Worse, though, is that none of it actually seems to matter. One dude seemingly is impregnated by a xenomorphic-snake, but we never see the birth of the creature he's carrying so what was the point of forcing him to go through that? Then a woman gets impregnated in a different way, and actually carries a proto-facehugger in her belly. How does that work and why have this version of impregnation in the movie when we already have snake-horror-beasts? And how does it all connect to eight other weird ways the xenomorphs apparently can be created? And why were the Space Jockeys stupid enough to experiment with any of this?

None of those questions are answered. The movie starts with an exploration of humanity's relation to a larger, older race and ends having figured out nothing and going nowhere. A bunch of things happen and a ton of people die, but none of the issues raised by the start of the movie are ever answered in a satisfying way, and it's all because the Alien prequel realized it somehow have to shoehorn in some Aliens.

Of course, if we try to ignore the story and just enjoy the horror, we still run into issues. Namely, none of the characters behave in any kind of realistic way. Take the guy that gets the snake down his throat. He's a biologist, and he, along with another guy, are in a storage chamber that has a couple of these snake things squirming around in the mud. When he spies the snake-beast, he kneels down to get a better look. It then rises up out of the mud, like a cobra, and starts waving back and forth. You know, like a snake does before it's about to strike. Does he back off or think, "you know, maybe getting attacked by an alien snake is a bad idea"? No, he gets closer and then, lo and behold, is surprised when thing attacks and kills him. For a trained biologist he was pretty crap at his job.

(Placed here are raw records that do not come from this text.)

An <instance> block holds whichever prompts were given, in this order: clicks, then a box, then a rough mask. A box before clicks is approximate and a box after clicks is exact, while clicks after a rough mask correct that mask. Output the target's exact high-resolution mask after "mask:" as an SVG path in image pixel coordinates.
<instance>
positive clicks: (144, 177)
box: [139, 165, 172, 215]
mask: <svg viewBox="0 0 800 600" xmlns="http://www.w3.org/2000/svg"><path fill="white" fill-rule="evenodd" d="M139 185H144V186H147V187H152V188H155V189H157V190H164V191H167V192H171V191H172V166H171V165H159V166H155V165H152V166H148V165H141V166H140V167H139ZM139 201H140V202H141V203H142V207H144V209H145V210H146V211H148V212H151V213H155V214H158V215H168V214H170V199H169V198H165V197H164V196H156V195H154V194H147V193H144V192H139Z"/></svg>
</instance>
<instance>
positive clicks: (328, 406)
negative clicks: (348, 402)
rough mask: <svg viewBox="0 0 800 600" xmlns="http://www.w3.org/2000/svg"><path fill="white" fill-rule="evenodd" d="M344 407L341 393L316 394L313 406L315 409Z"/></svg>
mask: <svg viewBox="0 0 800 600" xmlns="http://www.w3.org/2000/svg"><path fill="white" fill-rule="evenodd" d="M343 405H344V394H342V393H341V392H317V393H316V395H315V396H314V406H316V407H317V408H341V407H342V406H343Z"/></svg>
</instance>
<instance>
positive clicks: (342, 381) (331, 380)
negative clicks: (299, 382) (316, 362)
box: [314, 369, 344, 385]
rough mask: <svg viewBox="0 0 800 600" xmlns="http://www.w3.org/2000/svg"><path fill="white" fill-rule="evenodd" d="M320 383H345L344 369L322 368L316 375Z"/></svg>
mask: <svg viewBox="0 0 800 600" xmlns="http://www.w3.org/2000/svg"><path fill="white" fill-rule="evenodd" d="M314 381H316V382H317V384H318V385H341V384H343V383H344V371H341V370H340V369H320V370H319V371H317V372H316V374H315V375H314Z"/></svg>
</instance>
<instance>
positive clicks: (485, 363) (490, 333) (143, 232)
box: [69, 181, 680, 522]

Then there's David (Michael Fassbender), the android assistant to the ship. We, as the audience, already know that androids can't be trusted since the previous films in the series have show the bots to have their own agendas. David, though, seemingly causes carnage any chance he can get, infecting people with alien DNA, throwing people to the wolves, and generally letting people die all around him for no reason. There's never an explanation for why David behaves the way he does, so it's hard to know what his motivations are or if we should care. He's an agent of chaos, but not a fun one. He just exists to do bad things and usher whatever semblance of a plot we have along the way.

Now sure, the argument could be made that the producers had planned to answer some of the questions (about the aliens, the Space Jockeys, and David) in the next movie in the planned series. And yet they didn't -- Alien Covenant (which we'll cover next) is a largely unrelated movie about a different cast of characters. Any unresolved questions we have are back-burnered for a different story about people getting stupidly killed by Aliens. About the only thing consistent between the two movies is that humans are dumb and will get themselves killed in the stupidest ways possible.

But I already knew that since the original Alien film had pretty clearly illustrated that. What, then, was the point of Prometheus? What were the producers trying to say with this prequel? Having watched the film twice now I can't rightly say. I just know that I really don't want to have to watch it a third time.